Operations

Infighting threatens one of the country’s top-grossing independent operators, a lawsuit alleges

A partner in the group that owns Maple & Ash, Etta and others said his business associate is trying to force him out of the company and is putting its future at risk.
Maple & Ash
Photo courtesy Maple & Ash

A lawsuit filed this week by one of the partners in the restaurant group that owns Maple & Ash, one of the country’s highest-grossing independents, alleges infighting is putting the company’s “operations and credit at risk” and is leaving seven under-construction restaurants in limbo.

David Pisor alleges “ongoing, irreparable harm” by his What If Syndicate partner James Lasky, and says in the suit that he has been frozen out of management of the company he was integral in building.

Lasky, according to the lawsuit, demanded Pisor stay away from Chicago company headquarters and restaurants, disabled Pisor’s electronic access to company financial information, cancelled in-process projects and stopped sending Lasky the $15,000 per week he’d been receiving for the past 18 months. It’s all an attempt to push Pisor out of the company, the lawsuit states.

“Lasky has informed Pisor that no further distributions will be made until Pisor agrees to a buy-out,” the suit alleges.

Pisor filed the suit against Lasky in the Circuit Court of Cook County.

Neither Lasky nor other What If Syndicate representatives responded to multiple Restaurant Business messages and emails Friday.

What If Syndicate currently has eight restaurants in Chicago, Los Angeles, Miami, Fort Lauderdale, Dallas, Houston and Scottsdale, in addition to seven locations under development. That list includes two locations of upscale steakhouse Maple & Ash and wood-fired restaurant Etta, as well as Mexican concept Celestina, and modern Italian restaurant Monarch. A high-end sushi brand called Kessaku is in the works, according to the company’s website.

The company’s annual revenue has grown from $35 million in 2019 to just under $100 million last year and is projected to be close to $200 million in 2022, Pisor’s suit said.

Late last year, the company was in discussions with a private-equity fund about potential financing options and expansions of the Etta brand.
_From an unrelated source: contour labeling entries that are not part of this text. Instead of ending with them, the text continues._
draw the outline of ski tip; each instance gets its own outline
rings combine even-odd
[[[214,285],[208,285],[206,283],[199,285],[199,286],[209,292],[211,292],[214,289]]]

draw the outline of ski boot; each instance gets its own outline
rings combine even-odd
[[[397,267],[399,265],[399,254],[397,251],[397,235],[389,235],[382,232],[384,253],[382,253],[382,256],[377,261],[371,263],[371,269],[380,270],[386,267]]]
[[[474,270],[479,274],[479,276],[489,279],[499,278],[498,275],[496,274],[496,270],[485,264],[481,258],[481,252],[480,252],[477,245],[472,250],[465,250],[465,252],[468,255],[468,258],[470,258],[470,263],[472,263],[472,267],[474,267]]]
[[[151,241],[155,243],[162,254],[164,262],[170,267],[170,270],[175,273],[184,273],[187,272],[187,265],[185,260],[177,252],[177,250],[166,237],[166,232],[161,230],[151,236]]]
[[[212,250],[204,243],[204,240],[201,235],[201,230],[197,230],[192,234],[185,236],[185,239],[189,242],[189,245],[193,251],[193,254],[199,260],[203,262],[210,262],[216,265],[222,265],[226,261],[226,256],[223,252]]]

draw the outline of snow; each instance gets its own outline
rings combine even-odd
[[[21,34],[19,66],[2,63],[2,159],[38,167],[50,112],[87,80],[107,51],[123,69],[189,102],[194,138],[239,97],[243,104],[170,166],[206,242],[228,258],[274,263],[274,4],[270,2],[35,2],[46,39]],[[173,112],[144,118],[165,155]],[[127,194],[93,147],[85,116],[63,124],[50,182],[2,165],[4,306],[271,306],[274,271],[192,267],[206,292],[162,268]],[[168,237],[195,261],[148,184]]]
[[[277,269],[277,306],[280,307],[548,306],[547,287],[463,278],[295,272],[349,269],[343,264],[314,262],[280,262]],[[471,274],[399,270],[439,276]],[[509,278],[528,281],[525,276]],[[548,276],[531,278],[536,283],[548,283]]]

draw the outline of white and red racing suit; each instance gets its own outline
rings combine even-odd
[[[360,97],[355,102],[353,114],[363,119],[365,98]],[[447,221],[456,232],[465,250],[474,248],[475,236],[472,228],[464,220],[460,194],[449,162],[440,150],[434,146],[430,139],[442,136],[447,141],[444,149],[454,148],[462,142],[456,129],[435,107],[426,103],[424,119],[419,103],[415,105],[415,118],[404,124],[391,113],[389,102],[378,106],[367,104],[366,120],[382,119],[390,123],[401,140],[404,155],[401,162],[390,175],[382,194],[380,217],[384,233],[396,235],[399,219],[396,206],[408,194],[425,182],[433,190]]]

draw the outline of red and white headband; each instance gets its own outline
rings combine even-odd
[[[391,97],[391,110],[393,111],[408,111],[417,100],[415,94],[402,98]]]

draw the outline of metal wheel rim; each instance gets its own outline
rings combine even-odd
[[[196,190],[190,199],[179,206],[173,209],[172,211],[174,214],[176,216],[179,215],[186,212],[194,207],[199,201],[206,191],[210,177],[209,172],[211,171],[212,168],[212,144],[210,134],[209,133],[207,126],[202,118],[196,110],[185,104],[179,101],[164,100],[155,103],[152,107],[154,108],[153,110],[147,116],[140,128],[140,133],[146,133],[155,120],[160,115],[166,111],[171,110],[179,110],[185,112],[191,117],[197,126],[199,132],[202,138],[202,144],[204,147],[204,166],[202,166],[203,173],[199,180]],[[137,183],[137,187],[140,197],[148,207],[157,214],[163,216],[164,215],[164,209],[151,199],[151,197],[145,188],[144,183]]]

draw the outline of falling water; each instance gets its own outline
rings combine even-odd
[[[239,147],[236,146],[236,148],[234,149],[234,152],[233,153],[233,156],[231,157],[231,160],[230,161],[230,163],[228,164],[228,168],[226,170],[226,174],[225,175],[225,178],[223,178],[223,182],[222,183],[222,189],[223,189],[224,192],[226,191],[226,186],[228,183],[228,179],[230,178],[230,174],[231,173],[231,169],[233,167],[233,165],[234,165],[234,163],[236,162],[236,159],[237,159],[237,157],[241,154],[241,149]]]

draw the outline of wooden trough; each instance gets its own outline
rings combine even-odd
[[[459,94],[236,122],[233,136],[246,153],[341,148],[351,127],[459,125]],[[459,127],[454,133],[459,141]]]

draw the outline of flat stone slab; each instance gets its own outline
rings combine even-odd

During that time, What If received an estimated value as high as $229 million, the lawsuit said.

After learning of the company’s “significant value” in late February, Lasky began freezing Pisor out of management and demanded that he agree to sell his stake in What If, the lawsuit says.

“This brazen attempt to force a buy-out of Pisor’s membership interests at a discount to their fair market value is a violation of the applicable LLC agreements and the law,” the suit alleges.

Pisor claims he created the Maple & Ash name, brand and concept and secured the majority of the restaurant’s 31 original outside investors.

Around the middle of last month, Lasky told Pisor he would not sign previously negotiated documents connected with a “mission-critical” $8 million expansion of the company’s line of credit, the suit alleges.

What If currently has a $3 million line of credit, “but this line is fully drawn,” Pisor said in court documents.

“By these actions, Lasky is putting the company in a cash-constrained state that severely threatens its overall financial health and jeopardizes current operations and future development projects,” the lawsuit states. “The company currently has seven restaurants in the buildout phase. Without the necessary credit, the company will be unable to pay the architects and contractors working on these projects.”

A hearing date in the case is set for July 28.